In the end, here's the Python file we end up with:

# generator/app.py
import os
from time import sleep
from kafka import KafkaProducer

KAFKA_BROKER_URL = os.environ.get("KAFKA_BROKER_URL")

if __name__ == "__main__":
    producer = KafkaProducer(bootstrap_servers=KAFKA_BROKER_URL)
    while True:
        message = ""  # TODO
        producer.send("queueing.transactions", value=message.encode())
        sleep(1)

Now, let's add the generator app to our docker-compose.yml configuration:

# docker-compose.yml
services:
  # ...
  generator:
    build: ./generator
    environment:
      KAFKA_BROKER_URL: broker:9092

Before we start this app, we need to populate the message with an actual value representing a transaction.

To do this, I have built a utility create_random_transaction() function which we can use to create randomised transactions. These will have a source account, a target account, an amount and a currency.

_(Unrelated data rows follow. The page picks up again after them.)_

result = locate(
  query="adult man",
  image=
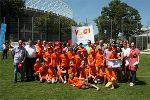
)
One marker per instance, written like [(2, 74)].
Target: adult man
[(30, 60), (88, 47), (100, 45), (126, 54), (5, 50), (19, 55)]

It's pretty straight-forward, so I'm just copy-pasting the transactions.py file here:

# generator/transactions.py
from random import choices, randint
from string import ascii_letters, digits

account_chars: str = digits + ascii_letters


def _random_account_id() -> str:
    """Return a random account number made of 12 characters."""
    return "".join(choices(account_chars, k=12))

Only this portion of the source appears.